Yaptığımız Her Şeyden Hesaba Çekilecek Miyiz?

Yalnızca ibadet zamanlarında değil, hayatın her safhasında kalp Cenâb-ı Hakʼla beraber olmalıdır. Fânîlik hissiyâtı içinde yaşanmalıdır.

Bir ömür müddetince doldurduğumuz hayat kasetinin hesabını vereceğimiz mahşer, gerçek istikbâlimizdir. Fânî istikbal kaygılarıyla gaflete dalıp bu ilâhî imtihan âleminin şaşkın, alık ve abus bir yolcusu olmak, ne hazin bir aldanıştır!..

BÜTÜN SIRLAR ORTAYA DÖKÜLECEK

Hesap günü, bütün sırlar ortaya dökülecek, insanın uzuvları kendisi aleyhine şâhitlik edecektir.

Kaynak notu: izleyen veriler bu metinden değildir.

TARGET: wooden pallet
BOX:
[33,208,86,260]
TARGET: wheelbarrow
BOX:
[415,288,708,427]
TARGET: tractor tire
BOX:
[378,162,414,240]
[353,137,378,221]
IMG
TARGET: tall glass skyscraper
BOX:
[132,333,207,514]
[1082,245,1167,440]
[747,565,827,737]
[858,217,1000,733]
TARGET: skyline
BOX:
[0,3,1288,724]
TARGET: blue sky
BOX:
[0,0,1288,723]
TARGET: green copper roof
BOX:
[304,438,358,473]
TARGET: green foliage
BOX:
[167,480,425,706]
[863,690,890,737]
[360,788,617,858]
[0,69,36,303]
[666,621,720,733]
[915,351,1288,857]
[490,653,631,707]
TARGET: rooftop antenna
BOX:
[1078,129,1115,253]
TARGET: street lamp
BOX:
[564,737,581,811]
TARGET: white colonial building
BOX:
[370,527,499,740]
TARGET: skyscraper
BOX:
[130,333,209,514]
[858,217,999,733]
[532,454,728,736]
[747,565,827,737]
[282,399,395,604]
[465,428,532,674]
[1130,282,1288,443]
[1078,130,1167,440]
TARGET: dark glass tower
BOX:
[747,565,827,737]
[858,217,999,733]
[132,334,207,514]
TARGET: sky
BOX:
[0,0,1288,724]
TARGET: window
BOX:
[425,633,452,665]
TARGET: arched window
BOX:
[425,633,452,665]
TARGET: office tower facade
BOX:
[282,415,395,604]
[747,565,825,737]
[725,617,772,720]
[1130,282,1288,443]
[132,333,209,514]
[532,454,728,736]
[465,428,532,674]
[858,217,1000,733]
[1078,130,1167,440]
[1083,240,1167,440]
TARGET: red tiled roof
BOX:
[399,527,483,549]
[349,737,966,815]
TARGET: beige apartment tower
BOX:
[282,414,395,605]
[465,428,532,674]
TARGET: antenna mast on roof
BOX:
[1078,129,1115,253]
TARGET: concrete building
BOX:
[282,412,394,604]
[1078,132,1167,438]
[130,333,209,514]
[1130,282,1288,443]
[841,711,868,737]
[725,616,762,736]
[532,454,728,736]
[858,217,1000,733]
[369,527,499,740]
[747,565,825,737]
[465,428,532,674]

Âyet-i kerîmelerde buyrulur:

“Nihayet oraya geldikleri zaman kulakları, gözleri ve derileri işledikleri şeye karşı onların aleyhine şâhitlik edecektir.

Derilerine: «Niçin aleyhimize şâhitlik ettiniz?» derler. Onlar da: «Her şeyi konuşturan Allah, bizi de konuşturdu.» derler...” (Fussilet, 20-21)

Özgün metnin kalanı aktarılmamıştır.